Finally, the thermodynamic overpotential as well as the energy above hull of the corresponding bulk structure are used to screen the dataset for materials showing promising activity and stability (see Supplementary Fig. 9), and the most promising stable (energy above hull less than 0.3 eV) and active (thermodynamic overpotential below 0.6 V) materials are summarized in Table 3. While many of the interesting materials identified and listed in Table 3 have not yet, to the best of our knowledge, been tested for OER activity, several identified materials (such as La0.5Sr0.5CoO3, LaNiO3, PrNiO3, and La0.75Sr0.25MnO3) have already been tested and shown to be promising OER catalysts13,58. Although the dataset curated and analyzed in this work includes over 10,000 binding energies, the phase space of multicomponent perovskite surfaces remains far from exhausted and we remain hopeful that many more promising perovskite materials may yet to be discovered. Toward this end, future work could include pairing per-site descriptors with effective strategies for intelligent search of the remaining phase space, such as Bayesian optimization62. Also of interest are high entropy oxide systems with five or more metals, where the phase space is even more daunting and rich with opportunities for catalyst optimization63,64 through control of chemical ordering65.
Methods
Lead contact
Further information and requests for resources should be directed to and will be fulfilled by the lead contacts, Rafael Gomez-Bombarelli, rafagb@mit.edu and Yang Shao-Horn, shaohorn@mit.edu.
Materials availability
This study did not generate any new materials.
Model details
In this work, we implement machine learning models to both predict per-site properties directly from structure (see Fig. 1h) and leverage these properties to predict OER intermediate binding energies (see Fig. 1i).

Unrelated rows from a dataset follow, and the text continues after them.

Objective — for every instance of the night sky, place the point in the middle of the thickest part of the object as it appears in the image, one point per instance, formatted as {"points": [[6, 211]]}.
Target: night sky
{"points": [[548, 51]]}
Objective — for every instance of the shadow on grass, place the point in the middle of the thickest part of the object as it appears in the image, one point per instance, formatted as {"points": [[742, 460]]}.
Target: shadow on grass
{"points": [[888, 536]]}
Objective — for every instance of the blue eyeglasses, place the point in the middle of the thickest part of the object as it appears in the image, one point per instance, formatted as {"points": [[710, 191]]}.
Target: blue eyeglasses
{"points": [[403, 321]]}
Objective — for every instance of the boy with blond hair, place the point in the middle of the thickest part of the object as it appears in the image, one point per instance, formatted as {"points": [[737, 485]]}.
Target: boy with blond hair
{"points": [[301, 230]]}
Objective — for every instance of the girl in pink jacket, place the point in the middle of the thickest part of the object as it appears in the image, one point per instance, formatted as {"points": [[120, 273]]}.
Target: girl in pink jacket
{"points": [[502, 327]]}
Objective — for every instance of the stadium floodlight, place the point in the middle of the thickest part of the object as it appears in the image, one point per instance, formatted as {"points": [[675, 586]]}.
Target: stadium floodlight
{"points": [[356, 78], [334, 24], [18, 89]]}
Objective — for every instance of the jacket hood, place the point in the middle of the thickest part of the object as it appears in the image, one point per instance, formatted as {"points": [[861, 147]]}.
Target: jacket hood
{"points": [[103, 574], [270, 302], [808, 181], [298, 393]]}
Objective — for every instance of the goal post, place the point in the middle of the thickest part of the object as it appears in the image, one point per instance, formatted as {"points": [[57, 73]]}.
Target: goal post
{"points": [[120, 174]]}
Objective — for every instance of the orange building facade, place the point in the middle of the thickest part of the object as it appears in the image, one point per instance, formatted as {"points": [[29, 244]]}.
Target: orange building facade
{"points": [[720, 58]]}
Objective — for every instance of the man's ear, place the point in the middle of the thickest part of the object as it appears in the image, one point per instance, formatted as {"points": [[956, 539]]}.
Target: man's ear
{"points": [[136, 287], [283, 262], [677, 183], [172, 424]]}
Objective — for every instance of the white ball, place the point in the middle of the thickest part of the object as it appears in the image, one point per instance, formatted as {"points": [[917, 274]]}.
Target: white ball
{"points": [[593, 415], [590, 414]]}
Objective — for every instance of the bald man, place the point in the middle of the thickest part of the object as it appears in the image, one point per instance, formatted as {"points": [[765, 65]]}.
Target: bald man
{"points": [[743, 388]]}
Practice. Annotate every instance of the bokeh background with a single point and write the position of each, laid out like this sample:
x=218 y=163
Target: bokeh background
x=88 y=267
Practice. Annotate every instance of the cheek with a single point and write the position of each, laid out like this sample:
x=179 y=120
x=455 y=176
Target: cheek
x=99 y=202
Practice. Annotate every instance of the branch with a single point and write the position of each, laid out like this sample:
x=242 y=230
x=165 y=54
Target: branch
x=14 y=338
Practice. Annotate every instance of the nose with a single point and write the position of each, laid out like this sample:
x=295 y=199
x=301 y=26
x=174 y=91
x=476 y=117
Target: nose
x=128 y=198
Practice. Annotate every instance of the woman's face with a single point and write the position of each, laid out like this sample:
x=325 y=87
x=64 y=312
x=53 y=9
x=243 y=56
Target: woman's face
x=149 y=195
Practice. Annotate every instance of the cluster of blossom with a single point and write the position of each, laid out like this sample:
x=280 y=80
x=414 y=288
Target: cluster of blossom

Per-site graph-based and composition only neural network models (extensions of previous models33,49,50) were individually trained on several calculated per-site properties including metal d-band center, oxygen 2p-band center, Bader charge, magnetic moment, and phonon band center. For graph-based models, convolutional layers are used to automatically featurize the structure based on local environments and a linear layer is used to convert this featurization to predicted per-site properties. Although all models in this study are trained on DFT-relaxed structures, we propose that an extension to unrelaxed structures will be possible using cheap surrogate models for predicting relaxed structure from unrelaxed structure54,55.
For all properties, we perform a benchmark comparison between per-site modified versions of CGCNN33, PAINN49, and CrabNET50. Per-site CGCNN is initialized with physics-informed, curated atomic descriptors which improves generalizability and performance, especially with smaller datasets. For each per-site property in bulk structures, the per-site model performance is additionally compared against a baseline of element average across the dataset. For surface atoms, the per-site model performance is additionally compared against a baseline of the element average in the corresponding bulk structure, and to the bond-valence method.
Linear models and neural networks were implemented to predict OER intermediate binding energies from calculated per-site properties. The linear model was regressed on calculated Bader charges, d-band centers, 2p-band centers, magnetic moments, and coordination numbers of surface active sites and adsorbed oxygens. A neural network architecture was also developed, using these properties appended to learned embeddings from the per-site graph-based models as input. This input was passed though graph convolutional layers and a final pooling to predict binding energies.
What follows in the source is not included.